The rallying cry of their classroom is "carpe diem," popularized as "seize the day," although more literally translated as "pluck the day," referring to the gathering of moments like flowers, suggesting the ephemeral quality of life, as in Robert Herrick's "To the Virgins, to Make Much of Time," which begs readers to live life to its full potential, singing of the fleeting nature of life itself:




GATHER ye rosebuds while ye may,
Old time is still a-flying;
And the same flower that smiles today
Tomorrow will be dying.

The glorious lamp of heaven the sun,
The higher he's a-getting,
The sooner will his race be run,
And nearer he's to setting.


That age is best which is the first,
When youth and blood are warmer;
But being spent, the worse, and worst
Times still succeed the former.


Then be not coy, but use your time,
And, while ye may, go marry;
For, having lost but once your prime,
You may forever tarry.


Robert Herrick


Other approaches to carpe diem encourage the reader to transcend the mundane, recognize the power of each moment, however brief, and value possibility for as long as possibility exists. In "A Song On the End of the World," the poet Czeslaw Milosz asserts that the world has not yet ended, though "No one believes it is happening now," while Rainer Maria Rilke's poem "Archaic Torso of Apollo" famously ends with the directive "You must change your life." Emily Dickinson's poem "I tie my Hat—I crease my Shawl (443)" boasts that the reward of life is to "hold our Senses," and the French poet Charles Baudelaire offers the advice to "Be Drunk," though not necessarily on alcohol: "Wine, poetry or virtue, as you wish. But be drunk."
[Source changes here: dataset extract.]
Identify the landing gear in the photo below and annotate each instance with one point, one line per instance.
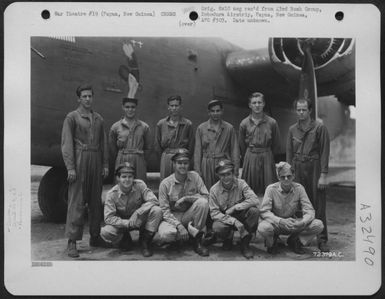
(53, 194)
Not all carpe diem poems instruct, however. The poem "The Layers" by Stanley Kunitz offers advice through the poet's first hand experience:


In a rising wind
the manic dust of my friends,
those who fell along the way,
bitterly stings my face.

Yet I turn, I turn,
exulting somewhat,
with my will intact to go
wherever I need to go,
and every stone on the road
precious to me.


The existential dilemma suggested by carpe diem includes a sense of helplessness and senselessness, sentiments which are often expressed in a poet's resignation to a life filled with inexplicable losses and hardships. In Gerard Manley Hopkins's poem "Spring and Fall: To a young child," the poet warns that "as the heart grows older / It will come to such sights colder." However, Walt Whitman's poem "O Me! O Life!" represents a refusal to acquiesce to such interpretations of existence. Whitman calls the reader to the present moment, and demands something meaningful be attempted:


O Me! O Life!

by Walt Whitman


O Me! O life!... of the questions of these recurring;
Of the endless trains of the faithless—of cities fill’d with the foolish;
Of myself forever reproaching myself, (for who more foolish than I, and who more faithless?)
Of eyes that vainly crave the light—of the objects mean—of the struggle ever renew’d;
Of the poor results of all—of the plodding and sordid crowds I see around me;
Of the empty and useless years of the rest—with the rest me intertwined;
The question, O me! so sad, recurring—What good amid these, O me, O life?


Answer.


That you are here—that life exists, and identity;
That the powerful play goes on, and you will contribute a verse.